“At this jest the audience began to laugh.
“‘But,’ the King added, taking out of the box a carefully sealed packet, ‘can the handkerchiefs, by possibility, be in this?’
“‘Indeed, Sire, they are; but, before opening the parcel, I would request your Majesty to notice that it, also, bears the impression of Cagliostro’s seal.’
“This seal, once rendered so famous by being placed on the celebrated alchemist’s bottles of elixir and liquid gold, I had obtained from Torrini, who had been an old friend of Cagliostro’s.
“‘It is certainly the same,’ my royal spectator answered, after comparing the two seals. Still, in his impatience to learn the contents of the parcel, the King quickly tore open the envelope, and soon displayed before the astonished spectators the six handkerchiefs, which, a few moments before, were still on my table.”

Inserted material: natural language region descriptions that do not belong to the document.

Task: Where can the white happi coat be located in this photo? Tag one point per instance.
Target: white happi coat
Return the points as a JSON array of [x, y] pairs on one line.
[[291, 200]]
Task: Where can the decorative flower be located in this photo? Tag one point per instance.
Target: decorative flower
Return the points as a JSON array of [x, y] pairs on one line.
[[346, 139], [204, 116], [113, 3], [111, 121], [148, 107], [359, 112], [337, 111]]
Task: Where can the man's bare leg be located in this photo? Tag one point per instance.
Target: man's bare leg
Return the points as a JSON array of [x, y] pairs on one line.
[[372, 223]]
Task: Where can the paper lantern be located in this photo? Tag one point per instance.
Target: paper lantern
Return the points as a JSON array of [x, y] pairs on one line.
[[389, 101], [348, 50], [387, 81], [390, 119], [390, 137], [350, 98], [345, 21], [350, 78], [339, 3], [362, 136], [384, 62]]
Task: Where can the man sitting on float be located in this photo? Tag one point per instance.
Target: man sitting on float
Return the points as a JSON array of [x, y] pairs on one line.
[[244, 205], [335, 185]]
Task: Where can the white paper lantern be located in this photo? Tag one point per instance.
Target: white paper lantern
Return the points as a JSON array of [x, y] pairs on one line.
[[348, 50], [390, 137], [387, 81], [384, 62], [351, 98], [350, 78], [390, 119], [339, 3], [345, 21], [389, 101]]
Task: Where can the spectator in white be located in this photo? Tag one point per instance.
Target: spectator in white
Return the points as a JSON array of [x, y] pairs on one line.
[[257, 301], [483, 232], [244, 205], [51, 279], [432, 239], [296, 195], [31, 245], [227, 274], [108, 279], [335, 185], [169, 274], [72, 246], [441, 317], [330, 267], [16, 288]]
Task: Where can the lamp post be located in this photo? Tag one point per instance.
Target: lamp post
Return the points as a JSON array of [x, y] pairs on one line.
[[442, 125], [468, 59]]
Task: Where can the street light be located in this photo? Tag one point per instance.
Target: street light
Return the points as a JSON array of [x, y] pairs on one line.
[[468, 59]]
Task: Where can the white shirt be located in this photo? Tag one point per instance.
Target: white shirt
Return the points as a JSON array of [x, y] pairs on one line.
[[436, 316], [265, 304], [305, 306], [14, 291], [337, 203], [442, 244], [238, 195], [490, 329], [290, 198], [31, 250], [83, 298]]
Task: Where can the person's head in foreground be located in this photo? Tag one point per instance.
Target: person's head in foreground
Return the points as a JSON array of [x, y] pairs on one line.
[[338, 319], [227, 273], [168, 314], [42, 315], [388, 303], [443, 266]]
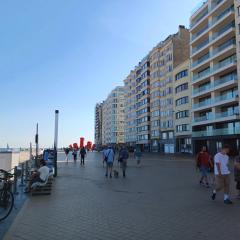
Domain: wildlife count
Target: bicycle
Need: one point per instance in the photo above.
(6, 195)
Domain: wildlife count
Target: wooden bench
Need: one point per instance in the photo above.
(43, 188)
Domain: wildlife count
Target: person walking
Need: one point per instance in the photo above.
(74, 153)
(222, 174)
(203, 161)
(105, 149)
(82, 155)
(122, 158)
(237, 174)
(138, 155)
(109, 158)
(66, 150)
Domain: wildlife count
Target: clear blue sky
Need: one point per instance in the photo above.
(68, 55)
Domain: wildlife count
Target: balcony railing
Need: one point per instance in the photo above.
(201, 74)
(216, 67)
(223, 46)
(222, 14)
(231, 42)
(203, 103)
(214, 5)
(225, 63)
(201, 45)
(223, 30)
(216, 132)
(210, 116)
(202, 89)
(225, 79)
(200, 32)
(207, 117)
(225, 97)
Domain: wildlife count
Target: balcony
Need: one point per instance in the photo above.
(201, 59)
(228, 61)
(216, 51)
(210, 71)
(225, 79)
(216, 132)
(204, 88)
(215, 117)
(202, 74)
(214, 5)
(200, 46)
(222, 47)
(222, 15)
(223, 30)
(226, 97)
(207, 117)
(194, 36)
(205, 103)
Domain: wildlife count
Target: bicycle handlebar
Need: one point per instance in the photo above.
(7, 174)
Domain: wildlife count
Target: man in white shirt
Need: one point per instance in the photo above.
(40, 175)
(222, 174)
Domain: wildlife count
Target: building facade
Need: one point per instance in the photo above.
(113, 118)
(215, 91)
(130, 131)
(182, 109)
(163, 59)
(98, 124)
(142, 78)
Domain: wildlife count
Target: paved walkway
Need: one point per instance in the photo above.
(161, 200)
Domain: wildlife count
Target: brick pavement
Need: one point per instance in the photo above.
(160, 200)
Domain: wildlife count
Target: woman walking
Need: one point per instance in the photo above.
(122, 158)
(138, 155)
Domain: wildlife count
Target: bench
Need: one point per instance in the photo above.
(43, 188)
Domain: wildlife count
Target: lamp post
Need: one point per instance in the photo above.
(55, 142)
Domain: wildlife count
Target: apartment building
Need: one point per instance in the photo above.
(215, 92)
(113, 118)
(98, 124)
(163, 59)
(182, 108)
(130, 131)
(142, 79)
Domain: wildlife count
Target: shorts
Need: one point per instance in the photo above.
(204, 170)
(109, 164)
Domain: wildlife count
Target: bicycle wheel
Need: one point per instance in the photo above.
(6, 204)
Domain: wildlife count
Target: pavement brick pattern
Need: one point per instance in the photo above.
(160, 200)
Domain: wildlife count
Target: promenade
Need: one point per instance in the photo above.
(160, 200)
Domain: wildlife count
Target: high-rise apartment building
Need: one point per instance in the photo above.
(163, 59)
(98, 124)
(130, 131)
(215, 92)
(142, 78)
(182, 108)
(113, 118)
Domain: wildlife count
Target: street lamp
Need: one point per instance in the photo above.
(55, 142)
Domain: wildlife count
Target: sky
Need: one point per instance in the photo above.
(68, 55)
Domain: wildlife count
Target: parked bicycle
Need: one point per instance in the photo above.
(6, 195)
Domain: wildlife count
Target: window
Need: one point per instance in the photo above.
(164, 135)
(181, 88)
(183, 128)
(181, 101)
(181, 74)
(182, 114)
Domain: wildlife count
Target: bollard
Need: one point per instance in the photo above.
(22, 174)
(15, 181)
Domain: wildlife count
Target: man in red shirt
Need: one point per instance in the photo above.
(203, 163)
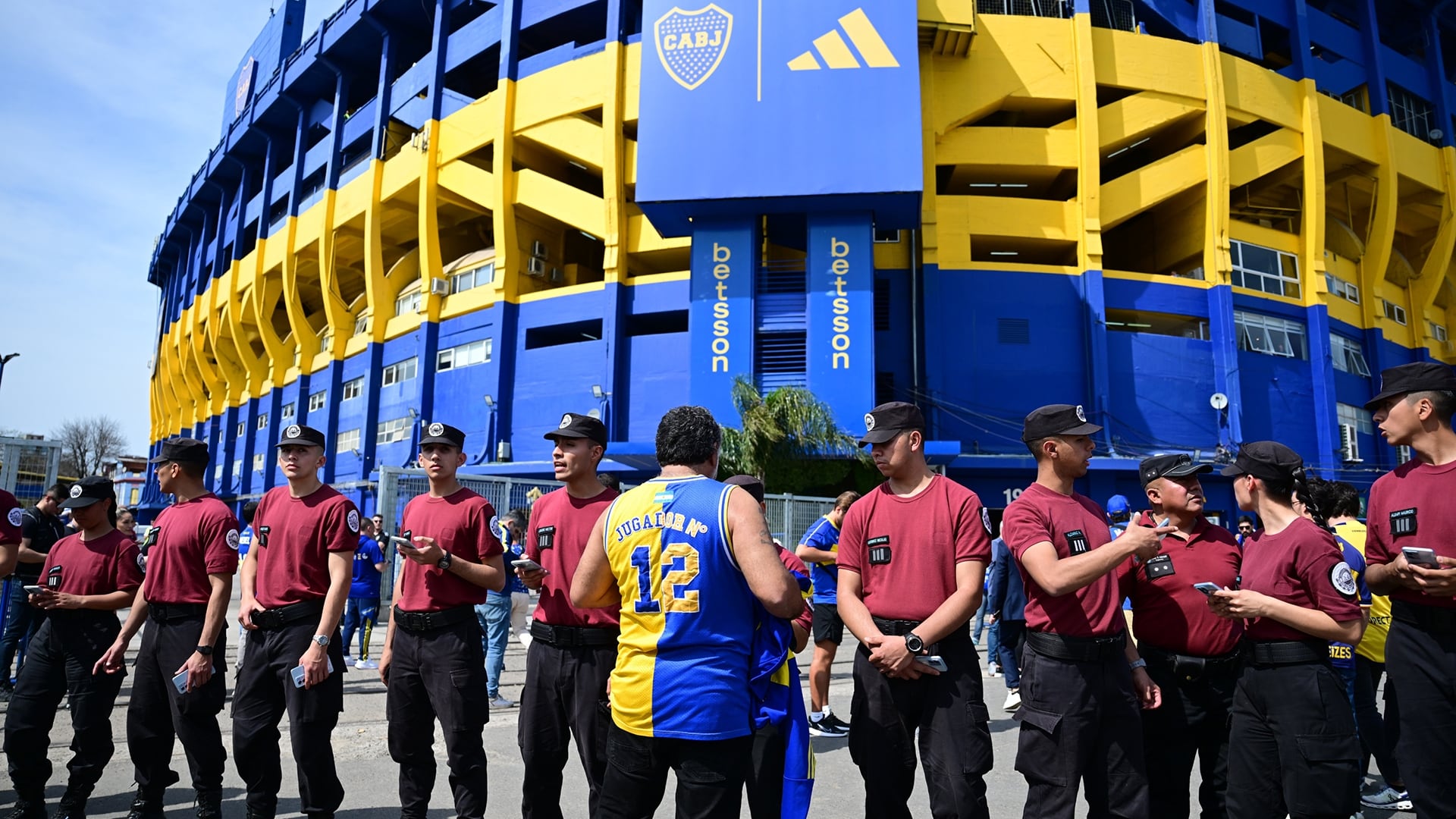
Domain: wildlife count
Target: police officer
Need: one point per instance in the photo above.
(1292, 744)
(912, 560)
(685, 560)
(1081, 678)
(88, 577)
(433, 664)
(1191, 653)
(184, 605)
(1411, 507)
(573, 651)
(296, 580)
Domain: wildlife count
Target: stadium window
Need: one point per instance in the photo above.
(1348, 356)
(1270, 335)
(463, 356)
(1264, 270)
(400, 372)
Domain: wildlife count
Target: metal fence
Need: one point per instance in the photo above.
(28, 466)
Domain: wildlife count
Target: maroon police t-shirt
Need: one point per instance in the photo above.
(906, 548)
(557, 539)
(95, 567)
(460, 525)
(293, 538)
(1413, 506)
(1302, 566)
(1074, 525)
(1168, 613)
(196, 538)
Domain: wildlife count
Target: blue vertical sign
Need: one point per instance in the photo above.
(720, 327)
(842, 312)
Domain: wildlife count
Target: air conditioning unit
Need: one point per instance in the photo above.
(1348, 447)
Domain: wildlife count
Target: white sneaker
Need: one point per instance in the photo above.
(1388, 799)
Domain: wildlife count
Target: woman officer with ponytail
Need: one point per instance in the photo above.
(88, 576)
(1292, 746)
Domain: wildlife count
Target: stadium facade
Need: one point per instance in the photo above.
(1207, 222)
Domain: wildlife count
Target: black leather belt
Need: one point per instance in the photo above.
(280, 617)
(171, 613)
(1427, 618)
(1289, 651)
(1076, 649)
(573, 635)
(1190, 668)
(433, 621)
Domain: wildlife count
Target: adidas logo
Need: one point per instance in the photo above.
(837, 55)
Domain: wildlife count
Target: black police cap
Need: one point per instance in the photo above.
(297, 435)
(1169, 466)
(1056, 420)
(182, 450)
(89, 490)
(748, 484)
(889, 420)
(1420, 376)
(441, 433)
(1267, 460)
(579, 426)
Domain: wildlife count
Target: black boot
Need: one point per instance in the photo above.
(73, 802)
(146, 806)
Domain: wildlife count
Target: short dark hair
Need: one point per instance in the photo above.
(1443, 403)
(688, 436)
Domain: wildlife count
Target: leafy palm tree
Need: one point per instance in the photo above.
(788, 439)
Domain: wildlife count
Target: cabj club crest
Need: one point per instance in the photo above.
(692, 44)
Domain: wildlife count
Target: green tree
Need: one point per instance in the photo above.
(789, 441)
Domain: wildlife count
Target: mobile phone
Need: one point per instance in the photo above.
(180, 681)
(934, 661)
(297, 673)
(1416, 556)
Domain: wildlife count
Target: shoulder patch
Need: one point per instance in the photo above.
(1343, 579)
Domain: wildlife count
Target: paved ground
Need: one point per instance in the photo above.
(370, 777)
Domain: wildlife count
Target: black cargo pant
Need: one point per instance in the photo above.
(262, 695)
(1292, 746)
(1079, 723)
(565, 694)
(159, 716)
(1421, 662)
(58, 664)
(946, 710)
(433, 673)
(1193, 720)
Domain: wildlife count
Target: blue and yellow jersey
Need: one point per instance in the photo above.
(688, 618)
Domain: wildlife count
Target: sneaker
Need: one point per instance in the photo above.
(1012, 700)
(1388, 799)
(824, 726)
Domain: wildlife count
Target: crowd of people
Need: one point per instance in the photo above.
(669, 621)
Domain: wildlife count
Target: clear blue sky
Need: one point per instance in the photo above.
(108, 111)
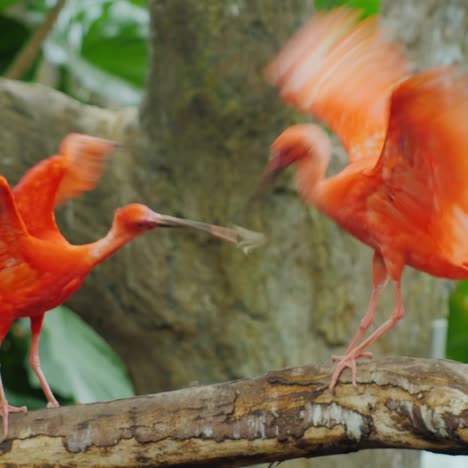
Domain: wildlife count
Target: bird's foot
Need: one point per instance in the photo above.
(5, 410)
(348, 360)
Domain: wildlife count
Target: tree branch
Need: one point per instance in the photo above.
(399, 403)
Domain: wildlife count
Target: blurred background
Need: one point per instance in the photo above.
(191, 72)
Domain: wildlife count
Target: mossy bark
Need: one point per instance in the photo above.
(180, 307)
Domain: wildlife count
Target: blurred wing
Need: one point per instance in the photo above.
(76, 169)
(85, 157)
(424, 163)
(12, 231)
(342, 71)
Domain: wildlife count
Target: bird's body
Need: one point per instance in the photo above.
(39, 268)
(404, 192)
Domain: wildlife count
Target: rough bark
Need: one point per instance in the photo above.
(176, 306)
(400, 402)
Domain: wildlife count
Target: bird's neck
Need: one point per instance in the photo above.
(310, 174)
(104, 248)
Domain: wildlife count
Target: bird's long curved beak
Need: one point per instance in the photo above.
(244, 238)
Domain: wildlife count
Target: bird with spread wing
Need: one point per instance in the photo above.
(39, 268)
(404, 192)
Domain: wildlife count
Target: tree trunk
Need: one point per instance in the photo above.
(177, 306)
(282, 415)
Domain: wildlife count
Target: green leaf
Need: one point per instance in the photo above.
(4, 4)
(77, 362)
(368, 7)
(14, 35)
(86, 37)
(457, 333)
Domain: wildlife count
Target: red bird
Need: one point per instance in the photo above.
(405, 190)
(39, 269)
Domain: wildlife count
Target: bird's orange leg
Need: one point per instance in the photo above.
(5, 408)
(36, 325)
(380, 279)
(349, 359)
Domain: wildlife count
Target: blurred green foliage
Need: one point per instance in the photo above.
(79, 365)
(368, 7)
(97, 48)
(457, 335)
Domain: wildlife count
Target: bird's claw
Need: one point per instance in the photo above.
(348, 360)
(5, 410)
(248, 240)
(336, 358)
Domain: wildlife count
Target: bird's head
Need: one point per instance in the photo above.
(135, 219)
(293, 145)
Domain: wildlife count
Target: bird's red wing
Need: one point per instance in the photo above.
(12, 232)
(424, 163)
(74, 170)
(86, 156)
(342, 72)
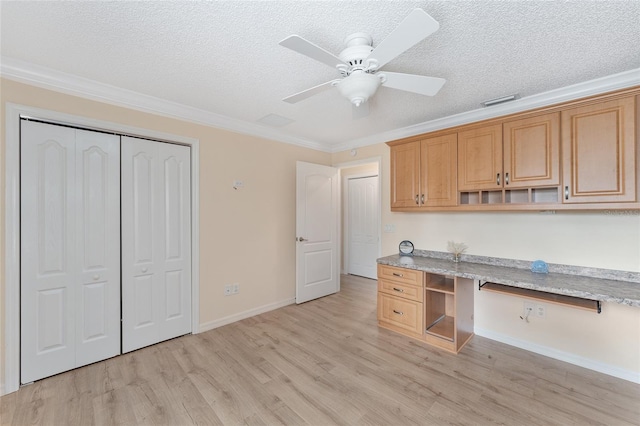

While the use of the Cagliostro seal really formed no part of the trick, its possession by Robert-Houdin goes to show how indefatigably he collected conjuring curios and how quick he was to utilize any part of his collection, and score thereby a brilliant showing.
Cagliostro seals were by no means rare. This prince of charlatans had seals, like adventures, in great variety; and in this connection, it is not out of place to tell something of Cagliostro and thus explain why the parchment bearing his seal created such a sensation at St. Cloud.
Cagliostro has no match in the annals of magic. Not a conjurer in the sense of being a public entertainer, he yet mystified and bewitched his thousands. Something of a physician, more of an alchemist, and altogether a charlatan, he left behind him a trail of brilliant chicanery, daring adventure, and ignominious failure and undoing unequalled in the history of Europe.